Aber auch Firmen können einen Fahrdienst stellen – beispielweise den Schulbus. Ohne Schulbusse würden viele Kinder überhaupt nicht wissen, wie sie zur Schule und wieder nach Hause kommen. Der Schulbus als Fahrdienst ist zwar kostenpflichtig, wird jedoch bei Schulkindern vom Land übernommen. Die eigenen Eltern können keinen eigenen Fahrdienst stellen, erstens wäre das eine reine Zeitfrage, da die meisten Eltern berufstätig sind und zweitens auch eine Geldfrage und auch eine Frage der Absicherung. Selbst wenn kein Geld für einen solchen Fahrdienst genommen wird, kann es zu Problemen bei Unfällen kommen – also doch lieber einen gewerblichen Fahrdienst nutzen!

Doch auch ein Chauffeur stellt beispielsweise einen Fahrdienst – nur halt in einer gehobeneren Klasse für Leute mit etwas mehr Geld in der Tasche! Ein weiterer Fahrdienst wäre etwa der Shuttle-Service vom Hotel zum Flughafen oder auch die Beförderung von Kranken oder sogar Verkehrsopfern zum Krankenhaus im Rettungswagen!
Auch Ältere in Seniorenheimen werden mittels Fahrdienst zum Frisör oder Arzt gefahren – der Bereich ist vielfältig, aber ungleich wichtiger in unserer modernen Gesellschaft!

Für einen gewerblichen Fahrdienst gibt es jedoch gewisse Auflagen, die es im privaten Fahrdienst nicht gibt.

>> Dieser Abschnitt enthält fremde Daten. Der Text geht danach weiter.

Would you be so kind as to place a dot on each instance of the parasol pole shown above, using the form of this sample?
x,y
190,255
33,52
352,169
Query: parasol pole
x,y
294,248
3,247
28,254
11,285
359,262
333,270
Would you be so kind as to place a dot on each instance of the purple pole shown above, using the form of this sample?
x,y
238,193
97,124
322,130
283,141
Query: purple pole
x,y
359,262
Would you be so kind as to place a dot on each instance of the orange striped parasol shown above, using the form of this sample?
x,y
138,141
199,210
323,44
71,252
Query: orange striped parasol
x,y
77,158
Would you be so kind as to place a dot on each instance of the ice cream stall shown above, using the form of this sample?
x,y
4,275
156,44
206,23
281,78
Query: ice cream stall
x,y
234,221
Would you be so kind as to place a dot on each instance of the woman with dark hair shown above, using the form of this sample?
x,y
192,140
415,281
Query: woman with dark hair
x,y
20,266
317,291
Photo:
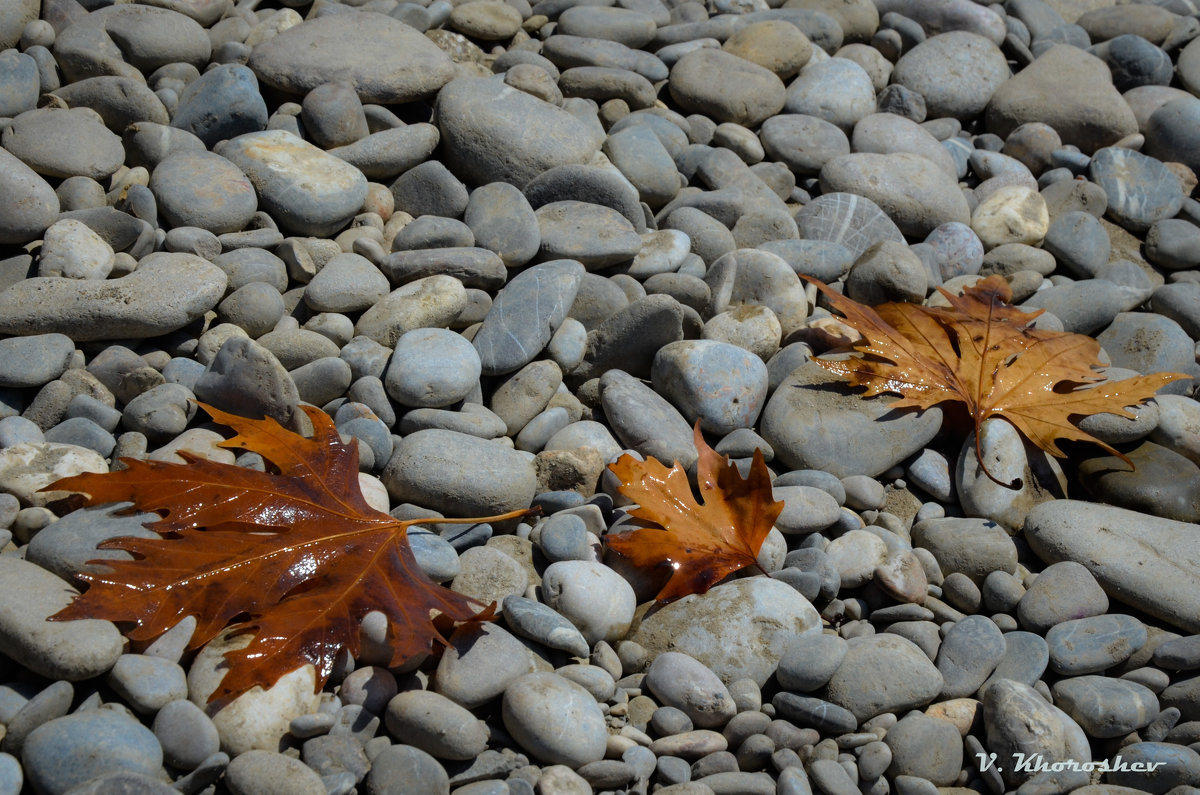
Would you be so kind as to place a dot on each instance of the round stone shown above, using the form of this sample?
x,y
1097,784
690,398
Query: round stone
x,y
955,72
203,190
555,719
720,384
432,368
726,88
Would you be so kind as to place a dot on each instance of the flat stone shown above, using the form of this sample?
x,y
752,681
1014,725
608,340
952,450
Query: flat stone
x,y
459,474
1146,562
738,629
851,220
65,143
71,650
880,674
955,72
815,422
147,303
1105,707
384,59
726,88
1092,117
1141,190
306,190
492,132
913,192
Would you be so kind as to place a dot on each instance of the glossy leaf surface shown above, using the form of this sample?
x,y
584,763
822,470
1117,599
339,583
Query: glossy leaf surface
x,y
701,542
294,556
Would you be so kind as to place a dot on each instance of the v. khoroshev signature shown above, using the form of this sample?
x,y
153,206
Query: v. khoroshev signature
x,y
1038,764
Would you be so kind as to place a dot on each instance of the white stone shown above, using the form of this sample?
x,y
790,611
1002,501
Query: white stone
x,y
258,718
71,249
591,596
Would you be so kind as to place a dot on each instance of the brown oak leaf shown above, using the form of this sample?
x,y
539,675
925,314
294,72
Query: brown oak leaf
x,y
702,543
294,556
982,352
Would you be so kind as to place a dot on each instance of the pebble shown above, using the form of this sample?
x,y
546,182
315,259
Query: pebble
x,y
1105,707
955,72
457,473
147,682
1025,97
837,90
33,204
75,650
63,143
249,772
526,314
1013,214
721,386
1019,719
75,748
508,135
867,686
222,103
969,655
1141,190
685,683
809,418
555,719
1093,644
718,628
431,369
925,747
592,597
810,662
311,192
535,621
903,185
479,665
186,734
1061,592
436,724
726,88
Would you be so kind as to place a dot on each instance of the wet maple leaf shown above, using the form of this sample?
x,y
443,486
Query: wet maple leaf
x,y
702,543
983,353
294,556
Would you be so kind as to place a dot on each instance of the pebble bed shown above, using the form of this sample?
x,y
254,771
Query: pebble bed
x,y
502,244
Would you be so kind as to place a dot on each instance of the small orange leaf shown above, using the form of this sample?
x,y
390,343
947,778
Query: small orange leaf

Beispielsweise werden im gewerblichen Fahrdienst bestimmte Qualifikationen vorausgesetzt, auch Gesundheit und Alter spielen eine wichtige Rolle. So wird auch beim Verkehrsregister in Flensburg nachgefragt, ob jemand von seiner Fahrweise zu einem Fahrdienst überhaupt berechtig wäre!